Thank you Ronald Reagan - for behold, the legacy of that Presidency passeth down from generation to generation, and abideth with us unto the ends of our days. Apparently.
Judicial activism has been a relative constant
It's an odd concept, this "activism".
In some cases it refers to legally correcting gross errors of legal judgment - such as in overruling previous denial of Constitutional rights to various citizens of the US. In these cases it is - invariably - the
correction that is termed "activism", while the original abrogation of the Constitution and judicial overruling of its provisions is termed "originalist" or "conservative" or something.

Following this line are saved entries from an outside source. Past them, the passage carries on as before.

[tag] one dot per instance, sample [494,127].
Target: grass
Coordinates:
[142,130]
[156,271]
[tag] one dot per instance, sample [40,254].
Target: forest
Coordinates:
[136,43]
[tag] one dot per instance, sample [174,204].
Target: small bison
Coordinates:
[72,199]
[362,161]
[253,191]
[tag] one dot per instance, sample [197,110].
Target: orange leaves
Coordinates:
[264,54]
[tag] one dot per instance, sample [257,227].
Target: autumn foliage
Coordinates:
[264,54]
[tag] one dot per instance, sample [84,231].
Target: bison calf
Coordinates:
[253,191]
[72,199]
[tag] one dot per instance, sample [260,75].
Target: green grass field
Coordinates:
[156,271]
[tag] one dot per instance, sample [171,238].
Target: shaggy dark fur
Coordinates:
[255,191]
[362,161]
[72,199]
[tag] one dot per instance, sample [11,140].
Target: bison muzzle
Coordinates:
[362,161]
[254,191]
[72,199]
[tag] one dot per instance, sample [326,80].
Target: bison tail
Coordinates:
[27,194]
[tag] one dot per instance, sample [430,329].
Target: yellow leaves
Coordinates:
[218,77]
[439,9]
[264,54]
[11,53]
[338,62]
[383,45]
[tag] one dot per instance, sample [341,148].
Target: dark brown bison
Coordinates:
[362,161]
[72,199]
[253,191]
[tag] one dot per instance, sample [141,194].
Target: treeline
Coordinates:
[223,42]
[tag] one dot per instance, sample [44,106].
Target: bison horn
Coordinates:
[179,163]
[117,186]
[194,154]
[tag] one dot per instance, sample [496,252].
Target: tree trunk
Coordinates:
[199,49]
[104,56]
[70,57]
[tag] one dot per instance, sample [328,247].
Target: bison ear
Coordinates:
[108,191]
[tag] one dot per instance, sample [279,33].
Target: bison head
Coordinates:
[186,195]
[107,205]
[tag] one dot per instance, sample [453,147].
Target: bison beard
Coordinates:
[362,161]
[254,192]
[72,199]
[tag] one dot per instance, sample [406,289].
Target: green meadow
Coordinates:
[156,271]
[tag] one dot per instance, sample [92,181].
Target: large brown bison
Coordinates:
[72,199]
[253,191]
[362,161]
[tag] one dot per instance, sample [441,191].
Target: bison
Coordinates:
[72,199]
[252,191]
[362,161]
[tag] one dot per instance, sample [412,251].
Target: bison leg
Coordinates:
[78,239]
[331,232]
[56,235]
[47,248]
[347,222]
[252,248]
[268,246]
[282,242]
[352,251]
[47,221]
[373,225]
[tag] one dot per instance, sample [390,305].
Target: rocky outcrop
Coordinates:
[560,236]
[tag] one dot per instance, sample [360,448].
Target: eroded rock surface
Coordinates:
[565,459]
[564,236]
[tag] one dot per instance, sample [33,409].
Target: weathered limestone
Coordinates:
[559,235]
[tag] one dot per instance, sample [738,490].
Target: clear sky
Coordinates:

On the other hand, blatant examples of judicial creativity and unsupported invention and overruling of precedent in recent times
- such as the Citizens United ruling, which extended Constitutional rights to entities that are not US citizens, not human beings, not in existence when the Constitution was written, and in general (had they existed) would have been prosecuted as criminal enterprises at the time the Constitution was written -
are not routinely labeled "activism".
So the term is - let's say - flexibly and operationally defined, in practice.
But even given the state of the current Court, sad though it may have become in the wake of Bush v Gore, the nomination of someone like Kavanaugh to sit on it and rule on such significant matters for decades to come is nauseating. There is no way to hide the smell. There is no way to support Kavanaugh's nomination and stay clean.